Dastur signale l’importance que prend ce tournant en comparaison avec la tradition philosophique, ce
qui inaugure la défaite d’une ontologie de la présence.
En outre, selon Lévinas, l’herméneutique en tant que méthode ne saurait être capable de convenir à sa
pensée. D’après l’intentionnalité, telle qu’elle est définie par la philosophie actuelle, toute expérience
devient interne.

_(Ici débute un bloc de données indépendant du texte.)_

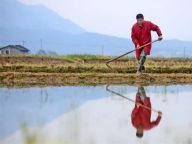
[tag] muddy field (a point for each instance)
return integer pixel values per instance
(36, 70)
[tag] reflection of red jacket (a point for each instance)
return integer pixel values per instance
(141, 36)
(143, 116)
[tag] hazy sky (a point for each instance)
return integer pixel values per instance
(116, 17)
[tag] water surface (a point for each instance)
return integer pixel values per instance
(92, 115)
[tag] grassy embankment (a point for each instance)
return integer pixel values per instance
(77, 69)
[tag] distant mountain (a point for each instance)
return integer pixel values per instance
(38, 27)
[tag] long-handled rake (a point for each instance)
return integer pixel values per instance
(114, 59)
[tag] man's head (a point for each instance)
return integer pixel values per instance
(140, 19)
(139, 132)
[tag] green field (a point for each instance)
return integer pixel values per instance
(91, 69)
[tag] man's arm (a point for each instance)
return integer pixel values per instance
(157, 121)
(157, 29)
(133, 37)
(135, 110)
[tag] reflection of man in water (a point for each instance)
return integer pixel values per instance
(141, 117)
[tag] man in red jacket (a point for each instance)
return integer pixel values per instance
(141, 34)
(141, 117)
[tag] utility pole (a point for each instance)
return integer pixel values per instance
(102, 49)
(41, 41)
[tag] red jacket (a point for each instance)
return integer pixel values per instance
(143, 116)
(142, 35)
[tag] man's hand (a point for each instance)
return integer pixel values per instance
(138, 105)
(160, 38)
(160, 113)
(138, 46)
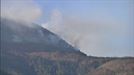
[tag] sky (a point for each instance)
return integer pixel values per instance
(96, 27)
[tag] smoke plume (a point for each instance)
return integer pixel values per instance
(23, 10)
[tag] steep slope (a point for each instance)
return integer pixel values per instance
(28, 37)
(116, 67)
(29, 49)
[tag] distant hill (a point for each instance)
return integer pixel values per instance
(33, 50)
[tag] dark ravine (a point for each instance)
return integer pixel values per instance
(27, 50)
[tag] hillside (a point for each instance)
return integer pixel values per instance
(33, 50)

Il n’y aurait pas la possibilité de faire intervenir des notions telles que l’au-delà ou le
plus-profond-que-soi, centrales dans la pensée lévinassienne.Néanmoins, une herméneutique religieuse
est encore possible.
Quant à Wittgenstein — selon la lecture de Bouveresse — l’herméneutique réaliserait le mouvement
contraire à sa pensée, les concepts de compréhension et d’interprétation seraient hypostasiés par elle,
mis hors de ses jeux de langage, dans un mouvement typiquement philosophique.
Le critère de la bonne interprétation est essentiellement qu’elle nous satisfait, c’est-à-dire nous dissuade
d’interpréter davantage, et la certitude d’avoir compris devient, du même coup, celle de la « légitimité »
des préconceptions diverses qui ont rendu la compréhension possible.
L’universalisation de la situation proprement herméneutique (celle dans laquelle la compréhension n’est
pas immédiatement donnée et ne peut être obtenue que par un processus d’interprétation ou de
traduction plus ou moins complexe) aboutirait, en fait, tout simplement à la conséquence qu’il n’existe
rien de tel que ce que la linguistique s’efforce de décrire sous le nom de possession ou de maîtrise d’une
langue.
Dans la considération des courants contemporaines il existe bien la possibilité de apprécier la
philosophie avec le même statut que la littérature, c’est-à-dire, comme faisant partie du même réseau
textuel que toutes les autres formes de discours, chaque texte ne pouvant pas trouver son sens en tant
qu’œuvre en lui-même sinon comme partie d’un tout signifiant.